The announcement follows a review of the work done by the Scottish Heart Transplant Unit, which is based at Glasgow Royal Infirmary.

There had been speculation that transplants would be moved to the Freeman Hospital in Newcastle.

Malcolm Chisholm also announced the creation of a National Centre for the Treatment of Advanced Heart Failure.

This will incorporate the Scottish Heart Transplant Unit and offer more services including alternatives to heart transplantation.

The executive will continue to ensure that Scotland is at the forefront of new medical and surgical treatments for heart failure
Malcolm Chisholm
Health Minister
Mr Chisholm said: "This represents the start of a new era for Scotland's adult heart transplant service as an integral part of an extended, modern and comprehensive service for the treatment of advanced heart failure.

"This centre of excellence means Scotland will have a comprehensive heart failure service ranging from the care provided by specialist nurses in patients' own homes to the most complex interventions provided by the national centre.

"The Scottish Executive will continue to ensure that Scotland is at the forefront of new medical and surgical treatments for heart failure."

The new centre is expected to carry out up to 15 heart transplants a year.

The unit at Glasgow Royal Infirmary opened in 1992 but has been affected by a shortage of surgeons and the broader problem of a lack of transplant organs.

Organ shortage

Mr Chisholm issued appealed for people to carry an organ donor card and to put their names on the NHS organ donor register.
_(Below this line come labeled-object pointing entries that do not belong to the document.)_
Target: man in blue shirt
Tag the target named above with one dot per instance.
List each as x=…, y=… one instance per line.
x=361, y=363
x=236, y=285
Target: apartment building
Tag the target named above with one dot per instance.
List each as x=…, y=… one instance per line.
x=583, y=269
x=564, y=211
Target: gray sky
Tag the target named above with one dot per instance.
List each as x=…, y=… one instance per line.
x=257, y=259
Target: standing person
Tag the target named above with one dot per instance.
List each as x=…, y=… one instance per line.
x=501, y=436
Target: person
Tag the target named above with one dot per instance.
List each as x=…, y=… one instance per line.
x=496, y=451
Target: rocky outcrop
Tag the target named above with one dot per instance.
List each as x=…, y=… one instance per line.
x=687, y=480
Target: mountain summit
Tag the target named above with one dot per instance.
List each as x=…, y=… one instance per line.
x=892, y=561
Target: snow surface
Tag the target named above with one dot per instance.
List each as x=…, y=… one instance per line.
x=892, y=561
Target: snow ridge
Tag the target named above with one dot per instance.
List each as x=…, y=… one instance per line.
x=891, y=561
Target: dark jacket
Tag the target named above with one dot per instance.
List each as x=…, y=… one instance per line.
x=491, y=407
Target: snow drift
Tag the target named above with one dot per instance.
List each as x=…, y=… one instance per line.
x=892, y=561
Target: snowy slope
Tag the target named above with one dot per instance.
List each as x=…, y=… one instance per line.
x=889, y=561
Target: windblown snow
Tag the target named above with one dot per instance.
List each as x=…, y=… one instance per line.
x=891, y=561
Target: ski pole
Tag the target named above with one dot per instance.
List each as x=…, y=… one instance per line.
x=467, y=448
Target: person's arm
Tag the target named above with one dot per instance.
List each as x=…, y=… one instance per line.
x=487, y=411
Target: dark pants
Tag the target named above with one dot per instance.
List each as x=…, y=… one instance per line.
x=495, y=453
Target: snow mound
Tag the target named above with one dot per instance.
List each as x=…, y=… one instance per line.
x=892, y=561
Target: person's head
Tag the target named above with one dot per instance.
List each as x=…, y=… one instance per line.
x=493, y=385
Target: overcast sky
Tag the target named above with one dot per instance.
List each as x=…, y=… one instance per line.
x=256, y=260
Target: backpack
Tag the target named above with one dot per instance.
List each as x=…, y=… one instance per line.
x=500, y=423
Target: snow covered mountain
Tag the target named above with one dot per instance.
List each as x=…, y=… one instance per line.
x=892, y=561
About 500,000 people in Scotland suffer from chronic heart disease (CHD) and the condition claims more than 11,600 lives a year.

Deaths from CHD in Scotland have fallen by 29% over last 10 years but are still higher than the UK average.

Brian Gorman, chairman of the heart transplant patients' support group welcomed Mr Chisholm's announcement.

He said: "I am delighted at the news and pleased that this highly committed team can continue to work together as part of an expanded advanced heart failure service to treat more patients."